(The following discussion does not apply to newer quad-core and higher Opteron processors)
The AMD Opteron is the first chip series from AMD that can measure and report floating point operations. Two native events measure floating point activity. One measures speculative operations that enter the FP units; the other measures operations that retire from the FP units.
The retired event generates precise event counts that scale with the amount of work done. However, it measures data movement as well as floating point operations, resulting in counts that are consistently significantly higher than the expected theoretical counts, often by factors of 2 or more.
The speculative event can be configured to generate counts of only the operations typically of interest. Since these counts are speculative, they tend to be higher by often widely variable amounts than expected theoretical counts, especially on complex production codes.
PAPI provides 2 preset events to count floating point operations:
- PAPI_FP_INS counts intstructions passing through the floating point unit;
- PAPI_FP_OPS is intended to count something closer to theoretical floating point operations.
To minimize the overlap and maximize the usefulness of these two events on AMD Opteron, we have made the following choices:
- PAPI_FP_INS always counts retired floating point operations. This value will be precise and accurate, but will include FP loads and stores as well as computations.
- PAPI_FP_OPS counts speculative computation operations by default, but can be customized as discussed below.
As an alternative to counting speculative computations, PAPI_FP_OPS can be configured to retired operations corrected for data movement. Unfortunately, the correction factors themselves are speculative, and can lead to undercounting errors similar in magnitude to those seen in the pure speculative counts.

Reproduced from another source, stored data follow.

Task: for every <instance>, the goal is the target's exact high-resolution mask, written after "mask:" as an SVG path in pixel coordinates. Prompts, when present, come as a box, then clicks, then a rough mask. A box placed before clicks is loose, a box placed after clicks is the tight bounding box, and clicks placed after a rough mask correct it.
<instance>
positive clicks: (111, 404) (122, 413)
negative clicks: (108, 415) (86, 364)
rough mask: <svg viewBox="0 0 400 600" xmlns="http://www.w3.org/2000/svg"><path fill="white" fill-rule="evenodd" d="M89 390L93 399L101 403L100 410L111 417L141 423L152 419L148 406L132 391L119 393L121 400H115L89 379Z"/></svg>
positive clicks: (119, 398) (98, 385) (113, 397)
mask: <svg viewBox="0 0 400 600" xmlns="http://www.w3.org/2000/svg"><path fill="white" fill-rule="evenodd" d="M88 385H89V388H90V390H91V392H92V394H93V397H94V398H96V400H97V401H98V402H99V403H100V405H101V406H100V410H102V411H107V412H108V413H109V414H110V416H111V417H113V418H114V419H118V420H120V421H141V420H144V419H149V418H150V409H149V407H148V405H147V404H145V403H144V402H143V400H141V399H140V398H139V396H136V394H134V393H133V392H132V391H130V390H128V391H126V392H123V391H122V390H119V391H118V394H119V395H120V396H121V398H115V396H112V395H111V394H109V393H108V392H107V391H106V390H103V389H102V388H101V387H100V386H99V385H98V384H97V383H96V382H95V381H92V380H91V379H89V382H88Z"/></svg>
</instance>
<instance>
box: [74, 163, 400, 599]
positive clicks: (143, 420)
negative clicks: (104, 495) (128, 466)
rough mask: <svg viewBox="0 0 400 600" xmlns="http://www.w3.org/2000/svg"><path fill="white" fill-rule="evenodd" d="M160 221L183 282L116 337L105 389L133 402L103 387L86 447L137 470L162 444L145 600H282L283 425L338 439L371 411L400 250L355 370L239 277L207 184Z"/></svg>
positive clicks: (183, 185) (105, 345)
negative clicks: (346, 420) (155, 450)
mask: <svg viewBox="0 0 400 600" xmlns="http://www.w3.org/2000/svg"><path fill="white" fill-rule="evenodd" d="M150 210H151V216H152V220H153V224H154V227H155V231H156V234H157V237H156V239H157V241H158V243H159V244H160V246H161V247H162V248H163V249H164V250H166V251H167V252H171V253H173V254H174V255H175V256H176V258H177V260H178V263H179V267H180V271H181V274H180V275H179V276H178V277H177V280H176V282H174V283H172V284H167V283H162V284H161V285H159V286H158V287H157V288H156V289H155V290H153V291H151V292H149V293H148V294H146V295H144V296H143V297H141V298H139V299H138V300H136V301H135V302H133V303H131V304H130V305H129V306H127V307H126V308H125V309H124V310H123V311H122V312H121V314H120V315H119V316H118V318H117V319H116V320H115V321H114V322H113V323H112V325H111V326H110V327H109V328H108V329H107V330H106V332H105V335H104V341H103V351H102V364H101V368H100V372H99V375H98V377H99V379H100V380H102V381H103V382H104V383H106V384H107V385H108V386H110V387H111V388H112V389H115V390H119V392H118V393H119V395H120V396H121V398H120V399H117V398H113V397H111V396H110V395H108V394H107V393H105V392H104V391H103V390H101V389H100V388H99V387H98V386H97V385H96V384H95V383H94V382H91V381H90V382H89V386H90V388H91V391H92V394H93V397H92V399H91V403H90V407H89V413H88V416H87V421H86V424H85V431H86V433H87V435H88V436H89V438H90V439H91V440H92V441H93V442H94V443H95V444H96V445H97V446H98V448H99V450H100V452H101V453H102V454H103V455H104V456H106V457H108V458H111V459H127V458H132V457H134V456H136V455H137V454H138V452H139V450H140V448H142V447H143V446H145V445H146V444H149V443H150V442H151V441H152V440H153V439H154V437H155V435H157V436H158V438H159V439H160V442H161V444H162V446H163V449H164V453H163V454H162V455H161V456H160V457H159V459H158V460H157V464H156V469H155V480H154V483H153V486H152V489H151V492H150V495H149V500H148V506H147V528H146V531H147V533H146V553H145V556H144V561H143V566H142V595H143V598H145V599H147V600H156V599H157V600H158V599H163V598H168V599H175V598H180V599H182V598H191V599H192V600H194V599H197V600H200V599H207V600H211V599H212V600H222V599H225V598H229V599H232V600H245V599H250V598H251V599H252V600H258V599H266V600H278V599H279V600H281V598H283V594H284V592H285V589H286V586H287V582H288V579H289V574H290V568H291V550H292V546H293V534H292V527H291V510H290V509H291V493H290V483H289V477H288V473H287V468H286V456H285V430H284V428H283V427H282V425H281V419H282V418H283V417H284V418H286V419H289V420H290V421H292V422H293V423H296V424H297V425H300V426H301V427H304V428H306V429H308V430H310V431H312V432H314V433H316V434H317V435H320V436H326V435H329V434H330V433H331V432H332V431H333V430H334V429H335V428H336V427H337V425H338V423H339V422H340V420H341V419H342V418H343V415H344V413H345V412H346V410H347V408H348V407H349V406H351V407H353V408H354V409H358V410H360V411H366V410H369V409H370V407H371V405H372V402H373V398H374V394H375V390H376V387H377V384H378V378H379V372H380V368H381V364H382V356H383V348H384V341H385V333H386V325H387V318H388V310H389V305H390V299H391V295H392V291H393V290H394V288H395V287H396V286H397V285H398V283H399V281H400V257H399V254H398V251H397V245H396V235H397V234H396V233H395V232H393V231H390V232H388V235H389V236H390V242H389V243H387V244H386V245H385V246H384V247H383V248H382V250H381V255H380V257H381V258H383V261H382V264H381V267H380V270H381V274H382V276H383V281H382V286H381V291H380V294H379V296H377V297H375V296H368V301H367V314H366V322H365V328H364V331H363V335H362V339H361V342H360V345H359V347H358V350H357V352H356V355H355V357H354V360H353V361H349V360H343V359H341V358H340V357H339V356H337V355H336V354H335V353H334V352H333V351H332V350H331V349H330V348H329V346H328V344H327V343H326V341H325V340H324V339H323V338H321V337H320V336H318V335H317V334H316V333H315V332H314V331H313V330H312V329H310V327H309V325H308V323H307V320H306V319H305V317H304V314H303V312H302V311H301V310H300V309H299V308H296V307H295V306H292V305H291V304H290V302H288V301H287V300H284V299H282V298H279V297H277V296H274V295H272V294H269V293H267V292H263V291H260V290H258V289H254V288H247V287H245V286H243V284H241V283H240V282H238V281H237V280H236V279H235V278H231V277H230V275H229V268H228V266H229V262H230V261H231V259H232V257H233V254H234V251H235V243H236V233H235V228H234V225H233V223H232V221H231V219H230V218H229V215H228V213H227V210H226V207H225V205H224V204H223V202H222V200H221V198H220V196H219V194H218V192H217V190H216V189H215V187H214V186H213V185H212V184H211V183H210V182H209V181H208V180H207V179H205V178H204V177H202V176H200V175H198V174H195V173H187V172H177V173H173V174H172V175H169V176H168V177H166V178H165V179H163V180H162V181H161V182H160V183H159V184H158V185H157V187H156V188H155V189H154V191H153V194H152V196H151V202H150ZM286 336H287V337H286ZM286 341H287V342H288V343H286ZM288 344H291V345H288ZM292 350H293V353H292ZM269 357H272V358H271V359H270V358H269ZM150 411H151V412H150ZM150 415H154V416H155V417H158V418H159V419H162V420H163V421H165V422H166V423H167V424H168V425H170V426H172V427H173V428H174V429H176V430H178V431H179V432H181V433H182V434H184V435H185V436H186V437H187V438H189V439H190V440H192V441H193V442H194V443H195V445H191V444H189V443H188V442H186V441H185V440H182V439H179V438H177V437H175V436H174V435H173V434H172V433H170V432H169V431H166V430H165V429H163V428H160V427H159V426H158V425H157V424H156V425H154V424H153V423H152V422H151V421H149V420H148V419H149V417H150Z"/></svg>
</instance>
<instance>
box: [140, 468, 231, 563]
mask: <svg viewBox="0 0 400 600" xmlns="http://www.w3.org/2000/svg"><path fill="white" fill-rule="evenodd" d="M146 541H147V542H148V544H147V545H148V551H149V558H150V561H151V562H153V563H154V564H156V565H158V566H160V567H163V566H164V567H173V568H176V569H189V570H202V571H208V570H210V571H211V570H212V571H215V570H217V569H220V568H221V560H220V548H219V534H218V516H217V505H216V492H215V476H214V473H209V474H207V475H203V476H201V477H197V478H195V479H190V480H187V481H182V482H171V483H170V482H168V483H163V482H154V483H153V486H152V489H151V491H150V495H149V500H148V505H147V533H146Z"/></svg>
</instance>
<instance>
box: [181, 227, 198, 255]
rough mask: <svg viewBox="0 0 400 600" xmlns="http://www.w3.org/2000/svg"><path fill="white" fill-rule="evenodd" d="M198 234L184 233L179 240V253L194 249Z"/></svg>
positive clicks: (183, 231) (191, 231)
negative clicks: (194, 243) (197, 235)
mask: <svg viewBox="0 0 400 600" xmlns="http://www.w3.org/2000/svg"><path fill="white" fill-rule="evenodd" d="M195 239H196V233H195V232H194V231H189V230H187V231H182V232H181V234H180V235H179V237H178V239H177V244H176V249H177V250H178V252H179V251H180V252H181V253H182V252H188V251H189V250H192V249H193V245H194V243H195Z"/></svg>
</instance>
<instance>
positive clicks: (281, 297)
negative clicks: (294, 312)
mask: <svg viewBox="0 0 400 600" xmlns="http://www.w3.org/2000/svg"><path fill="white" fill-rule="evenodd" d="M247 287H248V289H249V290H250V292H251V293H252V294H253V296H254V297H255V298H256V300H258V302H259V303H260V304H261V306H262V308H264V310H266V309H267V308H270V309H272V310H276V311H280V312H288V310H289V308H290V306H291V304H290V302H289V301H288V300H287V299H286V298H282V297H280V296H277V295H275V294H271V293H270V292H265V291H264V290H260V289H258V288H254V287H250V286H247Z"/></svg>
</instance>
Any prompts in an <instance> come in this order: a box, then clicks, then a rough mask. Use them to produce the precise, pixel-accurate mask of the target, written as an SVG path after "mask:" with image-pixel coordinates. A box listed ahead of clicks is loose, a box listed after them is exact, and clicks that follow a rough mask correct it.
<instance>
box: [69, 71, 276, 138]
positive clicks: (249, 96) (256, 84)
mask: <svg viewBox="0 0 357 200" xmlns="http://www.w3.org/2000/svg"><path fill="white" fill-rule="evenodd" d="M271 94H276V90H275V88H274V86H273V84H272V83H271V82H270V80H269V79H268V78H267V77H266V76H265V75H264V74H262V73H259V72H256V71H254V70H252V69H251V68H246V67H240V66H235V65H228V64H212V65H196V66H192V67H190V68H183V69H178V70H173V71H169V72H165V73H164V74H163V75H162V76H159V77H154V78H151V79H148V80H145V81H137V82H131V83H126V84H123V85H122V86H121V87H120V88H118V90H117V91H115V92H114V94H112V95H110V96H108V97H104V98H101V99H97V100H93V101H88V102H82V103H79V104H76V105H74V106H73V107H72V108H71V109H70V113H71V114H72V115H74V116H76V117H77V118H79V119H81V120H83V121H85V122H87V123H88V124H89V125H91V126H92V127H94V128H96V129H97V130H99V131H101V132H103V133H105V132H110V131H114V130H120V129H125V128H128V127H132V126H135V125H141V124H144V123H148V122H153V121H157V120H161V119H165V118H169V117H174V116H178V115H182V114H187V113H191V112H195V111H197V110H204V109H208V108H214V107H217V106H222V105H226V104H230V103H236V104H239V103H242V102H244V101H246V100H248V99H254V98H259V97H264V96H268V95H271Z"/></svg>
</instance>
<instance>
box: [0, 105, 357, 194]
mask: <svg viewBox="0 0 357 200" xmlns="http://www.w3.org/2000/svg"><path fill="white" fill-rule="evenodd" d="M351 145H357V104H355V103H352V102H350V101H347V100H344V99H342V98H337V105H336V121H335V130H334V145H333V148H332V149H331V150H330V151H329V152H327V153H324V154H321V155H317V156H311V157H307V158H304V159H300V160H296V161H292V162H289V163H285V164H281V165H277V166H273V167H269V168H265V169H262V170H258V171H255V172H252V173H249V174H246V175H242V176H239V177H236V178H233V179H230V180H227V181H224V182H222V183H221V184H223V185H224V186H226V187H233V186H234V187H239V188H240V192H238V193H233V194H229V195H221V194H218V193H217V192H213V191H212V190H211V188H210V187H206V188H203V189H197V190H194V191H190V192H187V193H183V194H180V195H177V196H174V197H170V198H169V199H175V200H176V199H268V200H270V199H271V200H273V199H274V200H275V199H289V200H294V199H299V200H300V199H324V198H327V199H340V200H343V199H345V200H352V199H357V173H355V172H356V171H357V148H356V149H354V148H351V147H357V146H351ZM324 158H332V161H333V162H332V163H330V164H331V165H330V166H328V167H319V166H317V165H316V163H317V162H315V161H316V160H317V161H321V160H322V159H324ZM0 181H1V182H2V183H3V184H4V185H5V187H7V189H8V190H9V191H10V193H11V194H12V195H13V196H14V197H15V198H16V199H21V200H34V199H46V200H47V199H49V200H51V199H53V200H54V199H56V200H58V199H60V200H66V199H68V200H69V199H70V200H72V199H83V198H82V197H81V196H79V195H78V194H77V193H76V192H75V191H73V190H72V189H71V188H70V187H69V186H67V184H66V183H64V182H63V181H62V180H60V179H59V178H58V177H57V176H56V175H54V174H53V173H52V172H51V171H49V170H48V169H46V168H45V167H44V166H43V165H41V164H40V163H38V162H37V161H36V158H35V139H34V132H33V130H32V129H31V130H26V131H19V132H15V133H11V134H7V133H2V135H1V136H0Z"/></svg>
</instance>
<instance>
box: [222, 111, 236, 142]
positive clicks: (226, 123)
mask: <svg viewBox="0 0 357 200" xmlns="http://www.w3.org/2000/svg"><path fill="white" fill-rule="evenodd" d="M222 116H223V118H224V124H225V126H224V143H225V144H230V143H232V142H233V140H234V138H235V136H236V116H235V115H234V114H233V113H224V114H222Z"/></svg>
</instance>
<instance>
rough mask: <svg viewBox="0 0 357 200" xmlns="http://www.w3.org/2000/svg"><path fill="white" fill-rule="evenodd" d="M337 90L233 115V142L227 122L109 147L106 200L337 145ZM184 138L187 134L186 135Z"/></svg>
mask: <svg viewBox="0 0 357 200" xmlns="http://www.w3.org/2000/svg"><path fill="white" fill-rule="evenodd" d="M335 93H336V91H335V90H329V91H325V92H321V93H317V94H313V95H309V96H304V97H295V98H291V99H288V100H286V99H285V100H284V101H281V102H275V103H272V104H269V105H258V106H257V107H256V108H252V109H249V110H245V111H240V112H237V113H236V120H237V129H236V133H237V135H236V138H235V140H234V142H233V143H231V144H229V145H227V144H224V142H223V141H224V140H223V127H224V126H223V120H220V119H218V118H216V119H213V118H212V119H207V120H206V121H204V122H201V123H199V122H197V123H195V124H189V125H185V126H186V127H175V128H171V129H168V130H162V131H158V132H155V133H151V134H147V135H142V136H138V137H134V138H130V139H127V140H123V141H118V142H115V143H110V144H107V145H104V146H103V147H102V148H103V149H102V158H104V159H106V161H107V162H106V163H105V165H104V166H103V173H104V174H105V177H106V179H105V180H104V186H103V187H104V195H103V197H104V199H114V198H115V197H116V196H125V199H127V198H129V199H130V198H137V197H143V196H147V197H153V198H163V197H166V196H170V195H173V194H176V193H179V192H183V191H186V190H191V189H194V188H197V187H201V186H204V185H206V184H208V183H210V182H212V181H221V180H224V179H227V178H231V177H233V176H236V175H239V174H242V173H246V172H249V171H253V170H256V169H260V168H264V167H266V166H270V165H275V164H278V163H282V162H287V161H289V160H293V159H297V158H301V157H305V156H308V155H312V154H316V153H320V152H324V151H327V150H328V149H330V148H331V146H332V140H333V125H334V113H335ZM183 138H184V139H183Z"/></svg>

Two methods are provided to allow customization of PAPI_FP_OPS:
1) The PAPI_OPTERON_FP_xxx defines.
Set these in the CFLAGS variable of Makefile.linux-perfctr-opteron.
-DPAPI_OPTERON_FP_RETIRED
-DPAPI_OPTERON_FP_SSE_SP
-DPAPI_OPTERON_FP_SSE_DP
-DPAPI_OPTERON_FP_SPECULATIVE
The default value is equivalent to:
-DPAPI_OPTERON_FP_SPECULATIVE.
2) The PAPI_OPTERON_FP environment variable.
Set this to one of the following, and it will change the
behavior of PAPI_FP_OPS.
RETIRED: count all retired FP instructions
SSE_SP: correct retired counts optimized for single precision
SSE_DP: correct retired counts optimized for double precision
SPECULATIVE: count speculative computations (default)